Eliminating the gas tax makes no sense.

Virginia, and especially Northern Virginia, is woefully short on funds for transportation. One reason is that its gas tax, a logical way to fund transportation infrastructure, is one of the lowest in the nation, and has remained flat since the ’80s, since it is not indexed for inflation. So the buying power of the gas tax has been dwindling.

It seems obvious that one way to fix this is to allow it to rise with inflation, or change it to a percentage of the price of a gallon of fuel. Tying road funding to gas consumption is a logical connection, and the increase encourages conservation and more fuel-efficient vehicles.

Instead, Gov. Bob McDonnell has proposed eliminating the gas tax, replacing the funding with an increase in the sales tax plus a plan to shift money from other state spending, like education, human services and public safety, to transportation.

With considerable agreement that Virginia needs about $1 billion a year to pay roads and transit, this proposal would raise about one-third of that.

Part of the Governor’s plan also calls for $100 annual fee on vehicles that use alternative fuels.

Raising the sales tax to pay for roads is particularly unfair to the many residents of Northern Virginia who have chosen to live in Arlington, Alexandria and other areas that are walkable and provide easy access to public transit.
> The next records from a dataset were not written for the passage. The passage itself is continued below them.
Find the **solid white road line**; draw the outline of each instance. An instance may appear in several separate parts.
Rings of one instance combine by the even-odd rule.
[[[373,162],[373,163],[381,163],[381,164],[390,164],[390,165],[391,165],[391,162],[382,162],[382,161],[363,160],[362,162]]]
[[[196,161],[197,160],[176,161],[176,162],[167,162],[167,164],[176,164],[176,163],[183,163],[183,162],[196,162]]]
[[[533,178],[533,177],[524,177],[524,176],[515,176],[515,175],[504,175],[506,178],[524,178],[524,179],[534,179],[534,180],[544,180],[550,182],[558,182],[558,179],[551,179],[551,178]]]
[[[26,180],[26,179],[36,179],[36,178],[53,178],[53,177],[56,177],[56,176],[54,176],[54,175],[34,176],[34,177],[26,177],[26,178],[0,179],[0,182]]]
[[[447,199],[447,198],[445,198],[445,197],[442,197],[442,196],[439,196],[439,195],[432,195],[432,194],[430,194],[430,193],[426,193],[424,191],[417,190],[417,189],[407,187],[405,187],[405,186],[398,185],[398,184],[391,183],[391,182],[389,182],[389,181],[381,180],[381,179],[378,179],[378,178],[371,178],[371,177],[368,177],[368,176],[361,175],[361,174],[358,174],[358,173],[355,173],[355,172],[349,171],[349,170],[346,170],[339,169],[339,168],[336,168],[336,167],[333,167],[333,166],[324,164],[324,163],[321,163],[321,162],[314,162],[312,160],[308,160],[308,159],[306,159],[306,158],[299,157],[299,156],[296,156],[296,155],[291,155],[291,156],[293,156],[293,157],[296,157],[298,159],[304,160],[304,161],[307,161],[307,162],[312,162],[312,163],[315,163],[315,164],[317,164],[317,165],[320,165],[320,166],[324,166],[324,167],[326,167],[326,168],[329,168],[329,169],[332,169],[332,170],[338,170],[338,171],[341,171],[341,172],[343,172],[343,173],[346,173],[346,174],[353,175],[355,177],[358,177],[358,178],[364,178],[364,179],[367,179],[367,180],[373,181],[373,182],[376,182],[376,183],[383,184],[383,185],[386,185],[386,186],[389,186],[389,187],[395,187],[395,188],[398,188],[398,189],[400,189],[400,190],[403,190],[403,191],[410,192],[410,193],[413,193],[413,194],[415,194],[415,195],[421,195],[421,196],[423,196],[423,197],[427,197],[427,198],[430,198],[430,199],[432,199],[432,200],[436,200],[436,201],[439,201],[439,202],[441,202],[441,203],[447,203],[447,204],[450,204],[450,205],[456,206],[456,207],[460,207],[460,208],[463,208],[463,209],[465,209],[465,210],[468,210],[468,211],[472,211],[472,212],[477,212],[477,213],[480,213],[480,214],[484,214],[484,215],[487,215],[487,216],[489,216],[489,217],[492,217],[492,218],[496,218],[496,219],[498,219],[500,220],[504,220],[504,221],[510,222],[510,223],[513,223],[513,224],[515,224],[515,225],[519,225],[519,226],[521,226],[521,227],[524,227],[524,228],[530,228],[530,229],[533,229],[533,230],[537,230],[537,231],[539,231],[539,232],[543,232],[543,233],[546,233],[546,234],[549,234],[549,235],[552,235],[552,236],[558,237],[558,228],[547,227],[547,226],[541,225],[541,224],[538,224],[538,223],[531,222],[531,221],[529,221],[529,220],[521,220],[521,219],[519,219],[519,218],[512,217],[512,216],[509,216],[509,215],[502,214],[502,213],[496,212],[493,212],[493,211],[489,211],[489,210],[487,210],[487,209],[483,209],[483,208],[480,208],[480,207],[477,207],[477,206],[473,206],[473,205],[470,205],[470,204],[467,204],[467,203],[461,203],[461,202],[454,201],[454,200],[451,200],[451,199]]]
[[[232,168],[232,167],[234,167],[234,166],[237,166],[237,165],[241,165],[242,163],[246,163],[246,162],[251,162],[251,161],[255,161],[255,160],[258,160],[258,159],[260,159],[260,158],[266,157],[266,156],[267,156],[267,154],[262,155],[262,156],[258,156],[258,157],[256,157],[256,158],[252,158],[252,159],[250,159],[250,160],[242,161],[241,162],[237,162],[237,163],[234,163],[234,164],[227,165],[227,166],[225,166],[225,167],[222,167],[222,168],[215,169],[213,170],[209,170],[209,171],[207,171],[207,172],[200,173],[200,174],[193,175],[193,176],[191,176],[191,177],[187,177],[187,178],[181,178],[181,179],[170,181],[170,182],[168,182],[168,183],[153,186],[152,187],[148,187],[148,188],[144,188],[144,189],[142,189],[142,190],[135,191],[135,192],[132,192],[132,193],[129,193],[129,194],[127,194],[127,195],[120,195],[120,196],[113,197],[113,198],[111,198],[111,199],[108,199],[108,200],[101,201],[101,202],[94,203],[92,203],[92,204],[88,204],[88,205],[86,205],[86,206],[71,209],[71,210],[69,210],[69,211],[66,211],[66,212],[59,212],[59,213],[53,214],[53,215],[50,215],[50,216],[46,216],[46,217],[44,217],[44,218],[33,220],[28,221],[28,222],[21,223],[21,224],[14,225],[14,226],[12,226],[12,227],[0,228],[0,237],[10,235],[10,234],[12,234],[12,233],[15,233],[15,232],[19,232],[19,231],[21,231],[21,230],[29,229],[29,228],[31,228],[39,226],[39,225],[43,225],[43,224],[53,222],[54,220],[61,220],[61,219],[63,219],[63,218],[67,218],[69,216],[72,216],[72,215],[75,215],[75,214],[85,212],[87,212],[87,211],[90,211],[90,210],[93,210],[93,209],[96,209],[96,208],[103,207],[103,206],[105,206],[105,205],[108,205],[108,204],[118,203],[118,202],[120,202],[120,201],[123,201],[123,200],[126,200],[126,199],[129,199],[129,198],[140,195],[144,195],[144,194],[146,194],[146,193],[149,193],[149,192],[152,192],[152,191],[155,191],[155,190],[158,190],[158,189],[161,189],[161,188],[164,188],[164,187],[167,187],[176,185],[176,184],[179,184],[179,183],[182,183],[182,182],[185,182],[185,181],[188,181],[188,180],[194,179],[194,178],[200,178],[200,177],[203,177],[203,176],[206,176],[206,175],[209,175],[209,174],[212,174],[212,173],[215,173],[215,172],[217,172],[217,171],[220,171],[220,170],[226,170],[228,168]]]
Penalizing drivers of hybrid and electric vehicles by charging them more than six times what other vehicles pay is not in the best interests of anyone who breathes the air in Virginia, and is a stark slap at innovation.

The entire proposal makes about as much sense as forcing a select few Northern Virginia residents, the drivers on the Dulles Toll Road, to almost single-handedly pay for rail to Dulles. Dulles airport is one of the key economic drivers for the Commonwealth of Virginia. Building rail to serve the airport is an economic investment that will have broad benefits in revenue for the state. A disproportionately small amount of that revenue will make it back to Northern Virginia. So it is welcome that the Governor’s proposal calls for diverting some of the “new” transportation money to Dulles rail.

The current proposal would make Virginia the only state without a gas tax. It seems unwise for a state with such dramatic transportation deficits to abandon the one source of funding that makes sense. More money is needed; that requires addition, not subtraction.